El hueco que ocupaba en la pared era
amplio y profundo. Una pieza de madera tapizaba el alfeizar y debajo un cajón
hecho de tablas entraba y salía del muro terroso. Su interior albergaba objetos
dispares; la mayoría, los cachivaches que iban y volvían en nuestros juegos
infinitos.
Contra
los cristales chocaban a ráfagas las gotas de un día de lluvia. Sin embargo,
los postigos abiertos de par en par de la ventana permitían aprovechar aún
parte de la claridad exterior. Mi padre me había sentado sobre el tablero de
aquella singular mesa y mis pies golpeteaban la madera del cajón en un feliz
vaivén. De esta manera demostraba sin duda la ventura de estar a su lado.
Volteaba sus manos y él me dejaba hacer condescendiente. Sobre una de sus
palmas extendida dejé perderse la mía, que pareció de pronto empequeñecerse aún
más. La giré, admirado de su calidez y de la robustez de sus dedos. Poco me importaron
sus combas uñas irregulares, de cuya base se despegaban, retorcidas como
líquenes, bastas cutículas partidas a trechos. Tampoco, los restos de cemento
que cobijaban, tercos a pesar de los continuos bálagos de agua y
jabón, y que se volverían ya perdurables.

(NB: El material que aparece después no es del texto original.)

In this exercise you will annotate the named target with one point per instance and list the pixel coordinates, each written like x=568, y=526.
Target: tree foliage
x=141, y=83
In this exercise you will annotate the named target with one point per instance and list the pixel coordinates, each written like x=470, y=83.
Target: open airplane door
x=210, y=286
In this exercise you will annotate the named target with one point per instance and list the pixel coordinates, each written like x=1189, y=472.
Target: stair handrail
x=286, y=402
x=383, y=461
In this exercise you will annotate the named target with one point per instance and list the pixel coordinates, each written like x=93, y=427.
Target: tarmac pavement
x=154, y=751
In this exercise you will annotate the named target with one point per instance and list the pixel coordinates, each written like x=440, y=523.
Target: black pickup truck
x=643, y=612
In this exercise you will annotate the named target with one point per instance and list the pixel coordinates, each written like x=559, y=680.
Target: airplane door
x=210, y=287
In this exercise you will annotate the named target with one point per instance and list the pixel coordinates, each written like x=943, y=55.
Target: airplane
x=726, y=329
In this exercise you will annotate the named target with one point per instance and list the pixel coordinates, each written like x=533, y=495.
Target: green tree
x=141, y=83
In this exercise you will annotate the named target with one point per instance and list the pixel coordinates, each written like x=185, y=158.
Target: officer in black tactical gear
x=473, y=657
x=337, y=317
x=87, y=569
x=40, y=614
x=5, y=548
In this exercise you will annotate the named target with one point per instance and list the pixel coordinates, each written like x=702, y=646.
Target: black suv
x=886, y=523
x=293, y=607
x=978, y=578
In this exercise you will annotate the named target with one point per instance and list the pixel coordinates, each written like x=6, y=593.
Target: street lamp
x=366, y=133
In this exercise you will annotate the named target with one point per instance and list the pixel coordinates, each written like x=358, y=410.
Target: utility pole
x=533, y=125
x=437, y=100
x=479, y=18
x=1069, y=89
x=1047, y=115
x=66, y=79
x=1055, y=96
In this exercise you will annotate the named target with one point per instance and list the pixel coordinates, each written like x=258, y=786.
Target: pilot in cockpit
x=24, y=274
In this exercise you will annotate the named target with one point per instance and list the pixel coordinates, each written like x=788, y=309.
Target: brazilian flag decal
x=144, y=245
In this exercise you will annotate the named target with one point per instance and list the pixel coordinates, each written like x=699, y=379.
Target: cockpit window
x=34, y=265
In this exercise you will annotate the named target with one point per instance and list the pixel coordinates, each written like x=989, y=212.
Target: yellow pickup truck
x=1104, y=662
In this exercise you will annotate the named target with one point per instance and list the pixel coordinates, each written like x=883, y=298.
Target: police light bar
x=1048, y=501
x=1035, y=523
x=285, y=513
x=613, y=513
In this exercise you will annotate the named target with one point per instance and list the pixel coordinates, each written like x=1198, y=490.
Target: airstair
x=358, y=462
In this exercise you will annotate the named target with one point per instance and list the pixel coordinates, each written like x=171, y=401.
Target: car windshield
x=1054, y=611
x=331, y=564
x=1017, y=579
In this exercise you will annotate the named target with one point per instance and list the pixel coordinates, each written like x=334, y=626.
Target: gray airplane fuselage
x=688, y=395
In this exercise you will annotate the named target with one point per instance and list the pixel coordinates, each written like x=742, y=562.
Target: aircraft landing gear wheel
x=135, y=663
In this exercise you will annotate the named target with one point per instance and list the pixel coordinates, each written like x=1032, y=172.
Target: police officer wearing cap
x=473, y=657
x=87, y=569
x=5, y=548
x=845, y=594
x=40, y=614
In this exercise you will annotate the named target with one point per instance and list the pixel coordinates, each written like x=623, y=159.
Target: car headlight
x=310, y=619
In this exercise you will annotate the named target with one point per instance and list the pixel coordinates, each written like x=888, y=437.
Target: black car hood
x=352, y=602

¡Ay, esas manos! Esas manos se me grabaron para siempre. Durante la
infancia entera, y muchos años más protegerían y sustentarían mi vida, también
la de mi familia.
Muy
vieja debe ser la imagen primitiva que conservo de mi calle. Fue antes de que comenzara en el parvulario. Y
por tanto, de que contemplara expectante como, desde la calle Medina hasta la
Travesía de San Luis, iban apareciendo las aceras, y como el cemento recubría
los cantos que aquellos obreros alineaban con destreza sobre carretadas de
arena amarilla, hasta mudar el aspecto de la calzada.
La
conocí de tierra. Acaso sería más justo decir que me acuerdo de ella embarrada,
enfangada de puches. El suelo era un
lodazal. Allí vaciaban sus aguas jabonosas las palanganas, vertían las suyas
los barreños tras fregar los cacharros, o se derramaban la de los calderos
después de limpiar habitaciones y pasillos. Al lado de ellas, acaso caerían
también otras de procedencia, es un decir, más íntima. Lo cierto es que a la tierra
le costaba absorber tanta humedad. No era preciso esperar a la lluvia.
Sobre
el barrizal quedaban marcadas las roderas de la tartana rebrincona de Moronta,
que todas las mañanas nos traía a la misma hora las hogazas de pan. No sé ahora
quien tiraba del carro, si mula o caballo. Pero no he olvidado el renqueante
caminar de la acémila ni sus resoplidos. Y, de pronto, rescato de la memoria el
olor de aquel pan de miga blanca y crujientes rescaños, que guardaba en su
interior una pizca del rescoldo de la tahona.
Creo
ver también un puñado de niños que se persiguen sin importarles las pellas de
barro que levantan; a lo lejos, una mujer sacude briosa la noche pasada de una
alfombra. En un corro, varias otras con mi madre, parlotean a la vez muy interesadas
sin dejar de manotear; mientras, los mandiles atados a sus cinturas parecen
comentar las hazanas que quedan por
hacer.
Aquella
calle y los muros del número 15 de San Luis fueron los escenarios donde se
representó ese tiempo de mi primera infancia. A pesar de mi empeño, solo he
logrado rescatar estas secuencias de entonces. En el limbo de la memoria, donde
descansan los años más tiernos, se debe haber quedado el resto.